Rather than relegating these batteries to landfills, auto recyclers, now referred to as businesses, send them to specialized firms. These experts meticulously dismantle the packs, separating wires, circuitry, plastics, and the actual cells. The cells and circuits are crushed to extract and purify various metals within, including valuable materials like nickel and lithium. Toyota, with its substantial presence in the hybrid market, has set up notable collection programs to ensure responsible disposal.
While EV batteries dwarf their hybrid counterparts in energy capacity, their recycling process is remarkably similar. These battery packs are shipped to specialized facilities focused on disassembling and recycling their components. Some parts, such as steel, copper, and aluminum, enter the nationwide metals-recycling stream, while plastics, although not always recyclable, constitute a small fraction of the total battery content.
The real treasure lies within the cells themselves, housing coveted elements like lithium, cobalt, manganese, nickel, and, to a lesser extent, aluminum. Grinding up these cells initiates a purification process, yielding a valuable supply of these sought-after metals. Recycling plays a pivotal role in various industries, including automobiles, where materials like steel and aluminum are typically recycled at the end of a vehicle’s life. However, EVs stand out due to their battery metals.
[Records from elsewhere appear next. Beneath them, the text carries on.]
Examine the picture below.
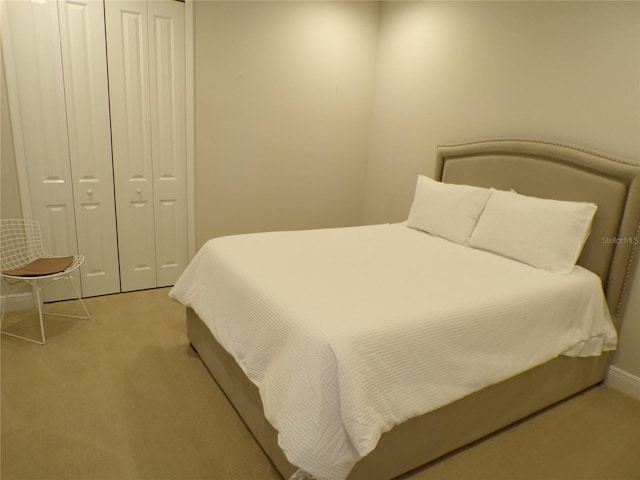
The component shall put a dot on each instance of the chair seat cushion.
(42, 266)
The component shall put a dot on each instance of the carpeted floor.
(123, 397)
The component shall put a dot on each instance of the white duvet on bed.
(347, 332)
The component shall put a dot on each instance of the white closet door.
(31, 51)
(127, 48)
(168, 137)
(84, 60)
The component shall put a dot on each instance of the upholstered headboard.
(563, 172)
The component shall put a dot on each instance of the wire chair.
(23, 259)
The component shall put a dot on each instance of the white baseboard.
(17, 301)
(624, 381)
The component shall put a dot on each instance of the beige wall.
(458, 71)
(283, 102)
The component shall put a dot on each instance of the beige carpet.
(123, 397)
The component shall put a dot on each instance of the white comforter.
(348, 332)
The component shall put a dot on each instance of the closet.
(97, 107)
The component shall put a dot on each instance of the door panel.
(168, 135)
(127, 35)
(31, 52)
(84, 59)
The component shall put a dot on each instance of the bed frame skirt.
(421, 439)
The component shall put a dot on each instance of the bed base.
(424, 438)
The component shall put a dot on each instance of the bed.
(531, 168)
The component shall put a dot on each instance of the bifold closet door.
(82, 35)
(60, 122)
(145, 45)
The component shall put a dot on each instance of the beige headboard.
(563, 172)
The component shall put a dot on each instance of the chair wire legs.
(38, 299)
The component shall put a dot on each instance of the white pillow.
(447, 210)
(547, 234)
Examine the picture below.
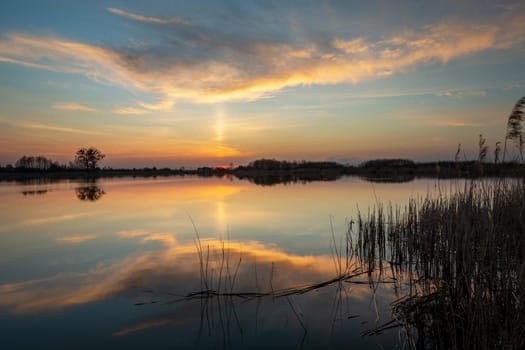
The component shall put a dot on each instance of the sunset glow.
(170, 84)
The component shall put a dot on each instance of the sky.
(186, 84)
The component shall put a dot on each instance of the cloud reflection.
(174, 271)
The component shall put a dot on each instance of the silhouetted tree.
(88, 158)
(39, 162)
(497, 152)
(89, 193)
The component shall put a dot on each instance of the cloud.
(72, 106)
(209, 65)
(462, 93)
(78, 239)
(129, 111)
(141, 18)
(166, 239)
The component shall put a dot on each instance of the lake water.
(110, 264)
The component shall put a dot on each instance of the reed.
(461, 258)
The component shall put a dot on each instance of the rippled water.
(110, 263)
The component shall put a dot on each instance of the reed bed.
(459, 260)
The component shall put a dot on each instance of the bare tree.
(497, 152)
(88, 158)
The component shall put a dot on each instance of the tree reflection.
(89, 193)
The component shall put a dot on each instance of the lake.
(113, 263)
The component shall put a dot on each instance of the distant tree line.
(85, 159)
(36, 163)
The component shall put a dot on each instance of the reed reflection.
(89, 192)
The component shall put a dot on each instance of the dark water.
(110, 264)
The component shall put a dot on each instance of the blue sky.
(172, 83)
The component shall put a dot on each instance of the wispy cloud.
(73, 106)
(77, 239)
(166, 239)
(205, 66)
(462, 93)
(31, 125)
(147, 19)
(129, 110)
(452, 123)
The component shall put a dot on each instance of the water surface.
(107, 263)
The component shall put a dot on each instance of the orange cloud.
(258, 69)
(72, 106)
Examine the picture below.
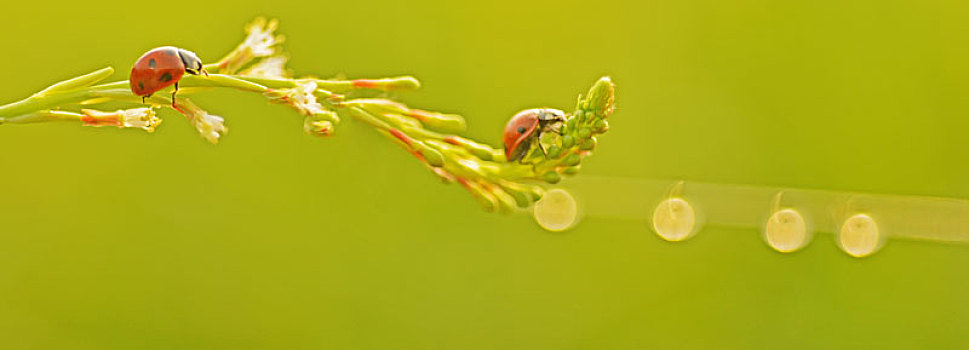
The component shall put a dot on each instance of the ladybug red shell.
(526, 127)
(160, 68)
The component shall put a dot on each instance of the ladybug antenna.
(191, 61)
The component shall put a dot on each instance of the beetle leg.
(173, 95)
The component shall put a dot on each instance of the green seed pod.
(572, 170)
(443, 122)
(601, 95)
(552, 177)
(480, 151)
(79, 82)
(572, 122)
(554, 151)
(580, 116)
(433, 157)
(601, 126)
(572, 160)
(568, 141)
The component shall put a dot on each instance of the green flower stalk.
(258, 65)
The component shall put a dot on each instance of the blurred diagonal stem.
(257, 65)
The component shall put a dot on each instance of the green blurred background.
(273, 239)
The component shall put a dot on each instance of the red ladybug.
(160, 68)
(526, 127)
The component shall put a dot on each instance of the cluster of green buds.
(258, 65)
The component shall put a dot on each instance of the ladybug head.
(192, 62)
(521, 130)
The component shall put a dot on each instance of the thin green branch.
(257, 66)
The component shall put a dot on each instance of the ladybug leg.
(544, 152)
(173, 95)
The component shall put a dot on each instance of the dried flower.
(317, 127)
(211, 127)
(300, 97)
(142, 118)
(261, 40)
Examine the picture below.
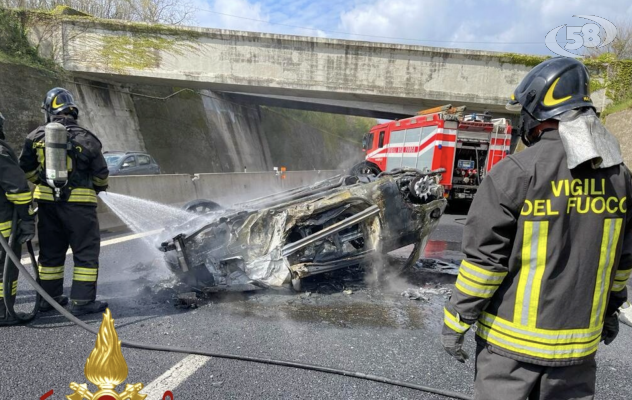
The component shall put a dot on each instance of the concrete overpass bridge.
(351, 77)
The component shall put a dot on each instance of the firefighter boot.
(87, 307)
(45, 306)
(5, 318)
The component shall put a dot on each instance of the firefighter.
(68, 216)
(548, 246)
(15, 196)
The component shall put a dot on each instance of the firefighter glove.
(610, 329)
(453, 344)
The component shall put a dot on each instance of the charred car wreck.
(278, 240)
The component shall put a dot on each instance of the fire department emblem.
(106, 368)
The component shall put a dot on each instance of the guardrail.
(223, 188)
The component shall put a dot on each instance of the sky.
(501, 25)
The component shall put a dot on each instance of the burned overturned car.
(278, 240)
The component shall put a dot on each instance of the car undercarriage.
(278, 240)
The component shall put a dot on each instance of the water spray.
(137, 214)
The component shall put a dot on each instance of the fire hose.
(135, 345)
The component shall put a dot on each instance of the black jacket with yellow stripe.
(14, 189)
(548, 255)
(87, 169)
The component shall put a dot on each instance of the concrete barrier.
(224, 188)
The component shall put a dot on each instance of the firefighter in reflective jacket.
(548, 246)
(69, 219)
(15, 196)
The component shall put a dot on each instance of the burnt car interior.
(278, 240)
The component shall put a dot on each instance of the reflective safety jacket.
(87, 170)
(14, 189)
(548, 255)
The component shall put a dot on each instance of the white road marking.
(109, 242)
(174, 376)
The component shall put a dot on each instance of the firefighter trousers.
(13, 275)
(61, 225)
(501, 378)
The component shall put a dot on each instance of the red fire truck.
(467, 146)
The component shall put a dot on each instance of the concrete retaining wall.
(226, 189)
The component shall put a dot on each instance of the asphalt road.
(373, 330)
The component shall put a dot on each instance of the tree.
(154, 11)
(621, 46)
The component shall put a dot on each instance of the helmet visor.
(513, 104)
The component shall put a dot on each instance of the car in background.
(131, 163)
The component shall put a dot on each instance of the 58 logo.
(588, 35)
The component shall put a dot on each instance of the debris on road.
(438, 266)
(187, 300)
(625, 314)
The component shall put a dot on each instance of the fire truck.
(466, 146)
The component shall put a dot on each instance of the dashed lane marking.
(177, 374)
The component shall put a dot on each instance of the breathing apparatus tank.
(56, 144)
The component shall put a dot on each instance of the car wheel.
(365, 168)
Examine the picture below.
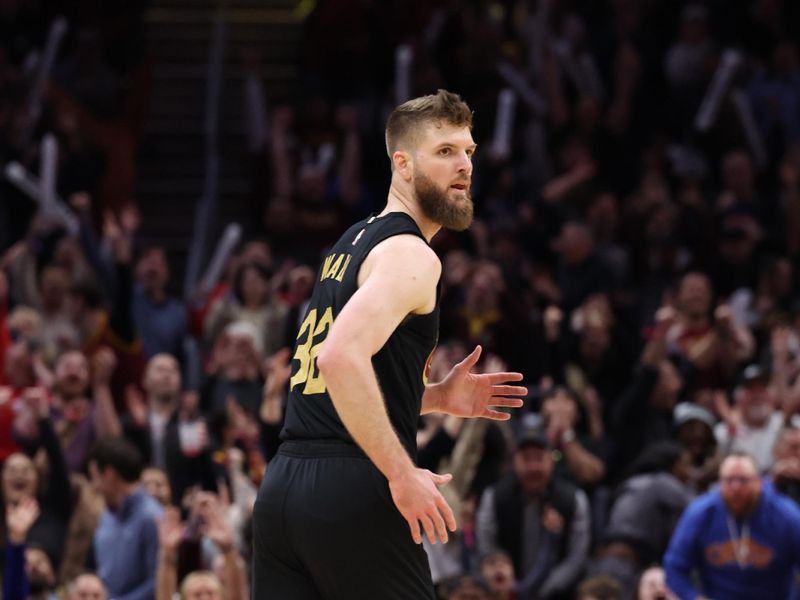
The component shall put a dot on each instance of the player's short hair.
(119, 454)
(407, 119)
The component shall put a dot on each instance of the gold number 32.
(308, 351)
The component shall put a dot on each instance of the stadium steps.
(171, 163)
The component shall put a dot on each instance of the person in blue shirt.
(126, 539)
(742, 539)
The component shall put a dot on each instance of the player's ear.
(403, 164)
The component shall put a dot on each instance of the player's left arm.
(463, 393)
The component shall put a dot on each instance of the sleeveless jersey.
(401, 365)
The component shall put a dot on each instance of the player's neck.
(401, 199)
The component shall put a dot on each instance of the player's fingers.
(441, 527)
(503, 401)
(495, 415)
(495, 378)
(413, 524)
(509, 390)
(441, 479)
(446, 512)
(430, 529)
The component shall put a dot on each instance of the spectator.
(579, 462)
(81, 421)
(255, 302)
(541, 521)
(600, 587)
(785, 472)
(644, 513)
(170, 428)
(498, 572)
(741, 539)
(582, 271)
(21, 478)
(714, 348)
(653, 586)
(87, 587)
(18, 520)
(694, 430)
(234, 370)
(128, 570)
(465, 587)
(155, 481)
(207, 520)
(161, 320)
(753, 425)
(643, 413)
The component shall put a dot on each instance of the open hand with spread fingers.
(463, 393)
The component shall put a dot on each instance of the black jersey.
(400, 365)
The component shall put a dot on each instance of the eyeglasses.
(740, 479)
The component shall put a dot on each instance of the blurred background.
(173, 170)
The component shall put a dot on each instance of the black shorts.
(325, 528)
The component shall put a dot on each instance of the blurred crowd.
(640, 270)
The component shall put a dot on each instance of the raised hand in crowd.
(136, 406)
(20, 517)
(276, 371)
(107, 422)
(553, 316)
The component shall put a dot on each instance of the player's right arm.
(398, 278)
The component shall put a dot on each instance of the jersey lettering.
(307, 351)
(334, 266)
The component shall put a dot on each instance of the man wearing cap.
(541, 521)
(754, 424)
(743, 539)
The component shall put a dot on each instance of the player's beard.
(439, 207)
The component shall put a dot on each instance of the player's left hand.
(467, 394)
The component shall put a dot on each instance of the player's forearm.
(354, 390)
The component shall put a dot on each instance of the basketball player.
(342, 509)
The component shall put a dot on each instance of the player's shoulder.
(406, 250)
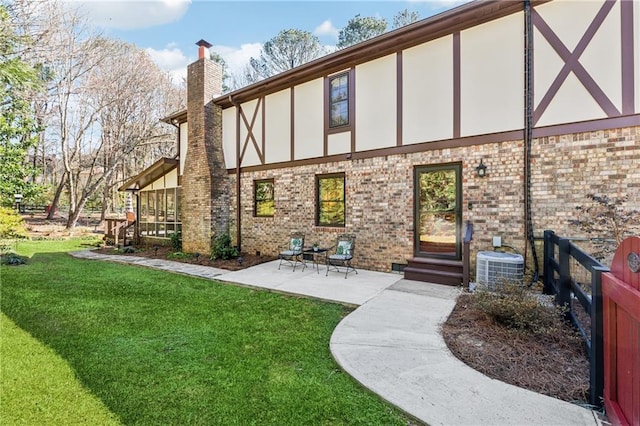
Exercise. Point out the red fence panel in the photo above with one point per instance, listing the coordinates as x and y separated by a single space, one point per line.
621 305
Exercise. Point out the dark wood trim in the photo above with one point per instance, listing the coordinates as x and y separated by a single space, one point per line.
352 107
572 64
325 110
588 126
514 135
292 131
399 99
250 135
457 92
628 53
395 150
455 20
264 131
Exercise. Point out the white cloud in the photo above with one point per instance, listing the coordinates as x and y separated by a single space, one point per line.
121 14
326 29
237 58
172 60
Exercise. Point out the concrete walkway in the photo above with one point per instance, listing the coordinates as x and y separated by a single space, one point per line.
392 344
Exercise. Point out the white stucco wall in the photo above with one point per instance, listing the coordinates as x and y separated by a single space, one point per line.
376 104
278 127
339 143
601 59
427 91
229 137
253 115
492 83
308 119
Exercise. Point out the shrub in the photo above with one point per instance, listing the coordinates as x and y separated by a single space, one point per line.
12 259
222 248
516 307
176 241
11 224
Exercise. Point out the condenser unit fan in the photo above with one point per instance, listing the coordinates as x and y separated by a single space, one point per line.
493 268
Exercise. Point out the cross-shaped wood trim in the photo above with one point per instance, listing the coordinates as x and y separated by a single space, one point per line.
249 127
572 64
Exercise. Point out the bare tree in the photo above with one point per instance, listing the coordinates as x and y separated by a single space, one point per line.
289 49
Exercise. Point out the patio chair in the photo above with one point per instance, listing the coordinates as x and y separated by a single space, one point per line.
344 250
293 251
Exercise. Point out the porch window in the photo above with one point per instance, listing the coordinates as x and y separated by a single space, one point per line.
263 194
330 200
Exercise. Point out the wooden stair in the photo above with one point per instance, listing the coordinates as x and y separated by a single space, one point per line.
438 271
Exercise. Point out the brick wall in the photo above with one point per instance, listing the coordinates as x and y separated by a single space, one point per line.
205 196
379 193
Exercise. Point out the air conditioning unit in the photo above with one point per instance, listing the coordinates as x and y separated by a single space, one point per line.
493 267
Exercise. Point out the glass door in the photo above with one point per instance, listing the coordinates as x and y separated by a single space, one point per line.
438 213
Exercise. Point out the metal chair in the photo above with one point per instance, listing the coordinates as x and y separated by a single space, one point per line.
293 252
344 250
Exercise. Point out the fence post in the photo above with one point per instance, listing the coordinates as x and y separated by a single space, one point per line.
596 357
563 298
547 271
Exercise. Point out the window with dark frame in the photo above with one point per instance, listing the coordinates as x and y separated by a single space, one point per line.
263 194
330 200
339 100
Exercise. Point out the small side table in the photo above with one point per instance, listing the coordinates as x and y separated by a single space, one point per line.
312 254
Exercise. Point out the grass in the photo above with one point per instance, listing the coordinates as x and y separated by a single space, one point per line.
161 348
39 387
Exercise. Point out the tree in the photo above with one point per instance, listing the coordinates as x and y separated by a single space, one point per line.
289 49
18 126
360 28
104 100
405 17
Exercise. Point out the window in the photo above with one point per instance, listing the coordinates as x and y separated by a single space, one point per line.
264 204
330 196
339 100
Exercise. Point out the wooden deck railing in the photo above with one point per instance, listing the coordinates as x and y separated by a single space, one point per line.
560 280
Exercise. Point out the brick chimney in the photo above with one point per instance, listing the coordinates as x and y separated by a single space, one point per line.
205 186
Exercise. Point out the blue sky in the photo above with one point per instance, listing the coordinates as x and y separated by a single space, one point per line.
169 29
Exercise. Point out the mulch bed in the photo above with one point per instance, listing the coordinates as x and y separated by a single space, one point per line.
555 365
167 253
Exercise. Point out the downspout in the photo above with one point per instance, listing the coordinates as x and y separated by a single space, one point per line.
238 160
528 134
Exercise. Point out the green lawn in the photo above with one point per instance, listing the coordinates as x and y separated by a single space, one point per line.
160 348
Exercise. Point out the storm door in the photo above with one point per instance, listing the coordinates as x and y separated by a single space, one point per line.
438 213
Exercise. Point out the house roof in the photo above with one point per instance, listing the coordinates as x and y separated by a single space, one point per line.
176 118
452 21
152 173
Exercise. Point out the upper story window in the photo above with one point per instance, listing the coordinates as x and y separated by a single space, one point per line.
264 204
330 200
339 99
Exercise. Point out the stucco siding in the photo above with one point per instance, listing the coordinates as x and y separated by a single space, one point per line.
427 92
229 137
601 60
376 105
339 143
492 83
253 115
278 127
308 121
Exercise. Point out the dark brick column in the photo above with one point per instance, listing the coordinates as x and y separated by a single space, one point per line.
205 186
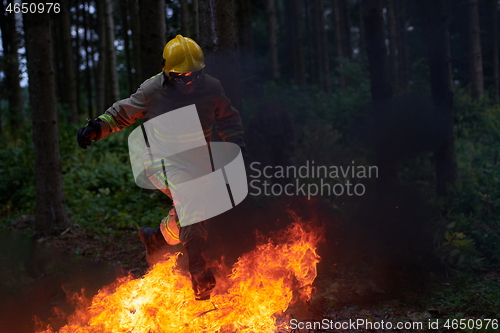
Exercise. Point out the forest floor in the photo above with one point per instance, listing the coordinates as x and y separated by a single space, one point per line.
341 298
348 287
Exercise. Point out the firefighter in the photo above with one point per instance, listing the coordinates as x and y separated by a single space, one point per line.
182 82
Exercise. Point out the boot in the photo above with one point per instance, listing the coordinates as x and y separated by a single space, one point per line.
202 278
154 242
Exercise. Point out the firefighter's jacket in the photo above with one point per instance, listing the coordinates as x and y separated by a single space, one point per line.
157 96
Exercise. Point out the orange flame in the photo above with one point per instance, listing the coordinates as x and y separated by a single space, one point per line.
259 290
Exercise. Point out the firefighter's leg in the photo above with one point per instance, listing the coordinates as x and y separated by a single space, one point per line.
153 239
193 237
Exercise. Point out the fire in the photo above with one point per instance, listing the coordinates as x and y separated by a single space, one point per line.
261 286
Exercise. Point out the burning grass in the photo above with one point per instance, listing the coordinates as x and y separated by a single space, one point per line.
260 288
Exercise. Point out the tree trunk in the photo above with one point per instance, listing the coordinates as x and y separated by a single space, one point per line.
272 30
402 40
12 87
442 94
111 74
339 48
376 50
88 53
321 47
196 23
59 86
245 28
494 37
362 47
311 69
474 50
380 87
101 66
185 19
393 45
67 57
136 41
126 39
346 29
152 27
301 67
221 58
50 206
77 53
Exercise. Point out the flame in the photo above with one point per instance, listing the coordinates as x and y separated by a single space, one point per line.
259 289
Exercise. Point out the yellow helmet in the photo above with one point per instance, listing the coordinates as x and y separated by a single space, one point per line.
182 55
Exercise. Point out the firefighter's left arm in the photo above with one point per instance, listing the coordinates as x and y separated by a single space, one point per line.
228 122
123 113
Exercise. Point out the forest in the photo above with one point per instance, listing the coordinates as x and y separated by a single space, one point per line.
408 88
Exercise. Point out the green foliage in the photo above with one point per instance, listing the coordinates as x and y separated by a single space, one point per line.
470 296
99 188
469 235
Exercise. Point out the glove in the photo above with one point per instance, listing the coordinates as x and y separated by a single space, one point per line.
246 157
86 134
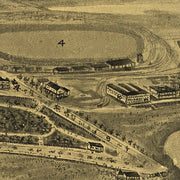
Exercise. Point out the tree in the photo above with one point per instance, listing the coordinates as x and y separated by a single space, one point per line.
95 122
124 138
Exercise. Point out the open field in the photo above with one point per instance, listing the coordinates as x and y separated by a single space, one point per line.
23 167
59 139
92 44
19 121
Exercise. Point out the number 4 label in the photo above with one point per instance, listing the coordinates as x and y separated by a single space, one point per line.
62 43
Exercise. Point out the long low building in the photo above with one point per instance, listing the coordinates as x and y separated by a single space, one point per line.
164 92
128 93
124 64
4 83
56 90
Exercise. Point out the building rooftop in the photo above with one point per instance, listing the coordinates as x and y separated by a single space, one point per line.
61 69
56 86
128 173
131 174
79 68
120 62
42 80
100 65
95 144
162 89
126 89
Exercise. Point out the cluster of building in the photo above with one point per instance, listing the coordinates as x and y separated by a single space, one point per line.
132 94
110 65
4 83
128 93
93 146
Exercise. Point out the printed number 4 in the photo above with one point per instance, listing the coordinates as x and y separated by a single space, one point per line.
62 43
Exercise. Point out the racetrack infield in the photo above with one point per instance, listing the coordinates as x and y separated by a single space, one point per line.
78 44
83 43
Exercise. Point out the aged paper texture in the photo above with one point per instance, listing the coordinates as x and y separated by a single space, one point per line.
89 90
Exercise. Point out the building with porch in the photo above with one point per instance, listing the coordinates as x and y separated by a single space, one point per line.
164 92
56 91
97 147
128 93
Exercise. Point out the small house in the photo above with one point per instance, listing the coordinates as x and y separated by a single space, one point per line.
59 70
56 91
127 175
97 147
4 83
99 67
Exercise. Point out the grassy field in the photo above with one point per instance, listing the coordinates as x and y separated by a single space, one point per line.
59 139
44 44
19 121
26 168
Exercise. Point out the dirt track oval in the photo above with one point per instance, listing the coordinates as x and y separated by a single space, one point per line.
79 44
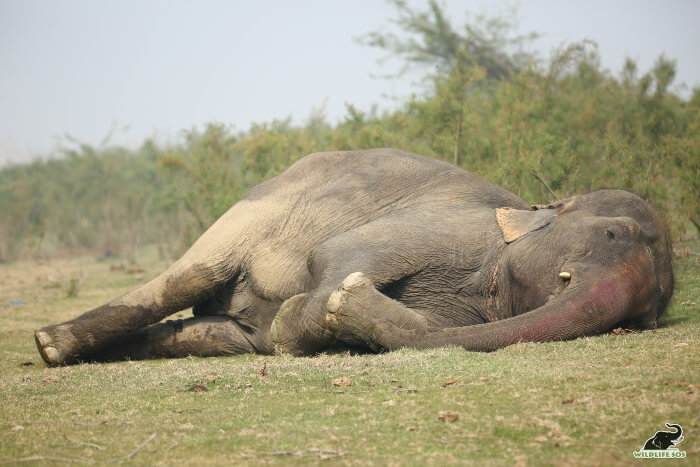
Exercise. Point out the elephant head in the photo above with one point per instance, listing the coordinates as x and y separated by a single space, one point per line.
665 439
585 264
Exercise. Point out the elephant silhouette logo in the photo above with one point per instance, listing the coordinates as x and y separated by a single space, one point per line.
663 443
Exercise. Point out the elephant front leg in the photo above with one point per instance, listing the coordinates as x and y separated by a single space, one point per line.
358 312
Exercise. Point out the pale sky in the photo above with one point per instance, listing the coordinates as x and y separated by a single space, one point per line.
153 68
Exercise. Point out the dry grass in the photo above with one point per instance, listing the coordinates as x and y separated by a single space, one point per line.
592 400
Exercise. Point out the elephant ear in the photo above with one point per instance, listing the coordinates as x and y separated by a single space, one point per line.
514 223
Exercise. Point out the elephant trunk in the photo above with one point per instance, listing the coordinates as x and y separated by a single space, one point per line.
585 307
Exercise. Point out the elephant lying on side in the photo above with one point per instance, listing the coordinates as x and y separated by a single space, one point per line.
385 249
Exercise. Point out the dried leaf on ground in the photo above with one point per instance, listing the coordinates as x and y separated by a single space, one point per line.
409 389
342 381
448 416
50 379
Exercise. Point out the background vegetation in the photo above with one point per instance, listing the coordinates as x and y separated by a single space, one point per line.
543 129
489 106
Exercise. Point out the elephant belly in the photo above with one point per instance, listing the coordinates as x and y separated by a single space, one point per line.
441 302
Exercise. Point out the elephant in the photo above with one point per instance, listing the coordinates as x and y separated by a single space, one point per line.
382 249
665 439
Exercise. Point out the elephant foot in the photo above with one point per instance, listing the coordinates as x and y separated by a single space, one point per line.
56 344
350 309
295 332
358 312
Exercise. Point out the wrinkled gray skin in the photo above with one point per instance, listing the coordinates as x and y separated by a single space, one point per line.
384 249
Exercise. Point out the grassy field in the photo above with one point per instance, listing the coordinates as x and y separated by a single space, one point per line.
593 400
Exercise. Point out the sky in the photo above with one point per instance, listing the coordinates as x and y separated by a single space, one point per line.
140 69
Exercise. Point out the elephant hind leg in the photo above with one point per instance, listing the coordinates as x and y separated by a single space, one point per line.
205 336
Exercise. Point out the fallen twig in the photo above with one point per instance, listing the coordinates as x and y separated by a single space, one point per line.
135 451
81 460
45 459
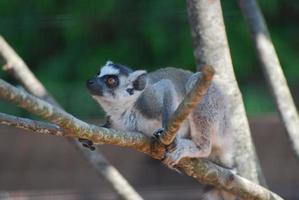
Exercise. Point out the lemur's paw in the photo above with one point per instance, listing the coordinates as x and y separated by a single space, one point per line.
184 148
158 133
87 144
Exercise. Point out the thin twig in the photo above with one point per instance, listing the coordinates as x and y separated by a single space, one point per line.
200 169
187 105
31 125
272 70
18 68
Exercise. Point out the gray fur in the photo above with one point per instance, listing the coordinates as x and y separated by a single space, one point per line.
205 133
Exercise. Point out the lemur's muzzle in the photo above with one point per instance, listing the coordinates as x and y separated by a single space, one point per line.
95 86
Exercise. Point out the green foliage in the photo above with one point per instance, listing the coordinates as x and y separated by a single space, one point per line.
65 42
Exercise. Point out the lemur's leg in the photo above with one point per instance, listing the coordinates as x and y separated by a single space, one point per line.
89 144
200 127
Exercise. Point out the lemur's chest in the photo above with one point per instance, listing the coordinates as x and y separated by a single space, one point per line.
135 121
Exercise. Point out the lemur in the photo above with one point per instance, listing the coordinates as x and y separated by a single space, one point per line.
143 102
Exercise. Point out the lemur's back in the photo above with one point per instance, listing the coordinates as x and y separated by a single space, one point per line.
178 77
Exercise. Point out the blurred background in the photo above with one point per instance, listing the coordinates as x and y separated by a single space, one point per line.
66 42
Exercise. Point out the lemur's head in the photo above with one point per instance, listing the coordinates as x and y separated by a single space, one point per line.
117 83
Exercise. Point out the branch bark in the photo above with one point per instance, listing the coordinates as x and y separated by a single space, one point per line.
31 125
187 105
272 70
200 169
18 68
211 48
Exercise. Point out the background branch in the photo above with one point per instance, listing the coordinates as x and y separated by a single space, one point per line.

In 2017, JB Straubel, a tech entrepreneur with ties to Tesla, launched Redwood Materials, a battery-recycling and supply startup. It aimed to address the growing need for recycling EV batteries. Redwood’s primary challenge was sourcing an adequate supply of used EV batteries. Collaborations with automakers and government support, like a $2 billion loan from the U.S. Department of Energy, have been pivotal in its growth.
As for the notion of a “second life” for used EV batteries, it hasn’t gained substantial traction. While automakers initiated demonstration projects and some energy-storage installations utilizing retired packs exist, customers generally prefer new cells over a diverse array of used ones with uncertain usage history. This preference stems from the fact that new cells are now significantly cheaper.
The future of EV battery recycling looks promising due to the valuable metals within these batteries, especially as global demand for batteries surges. With new mining ventures requiring extensive setup time, recycling used batteries offers a sustainable source of these metals, already extracted and readily available. Furthermore, the Inflation Reduction Act supports U.S. battery production, with subsidies applicable to vehicles using minerals sourced from certain countries, including the U.S.
Fundamentally, consumers should not worry about the disposal of their EV’s battery pack when it reaches its end of life. Chances are it will be responsibly collected, broken down into its essential components, and these fundamental elements will find their way back into the production of future batteries, potentially powering your next EV.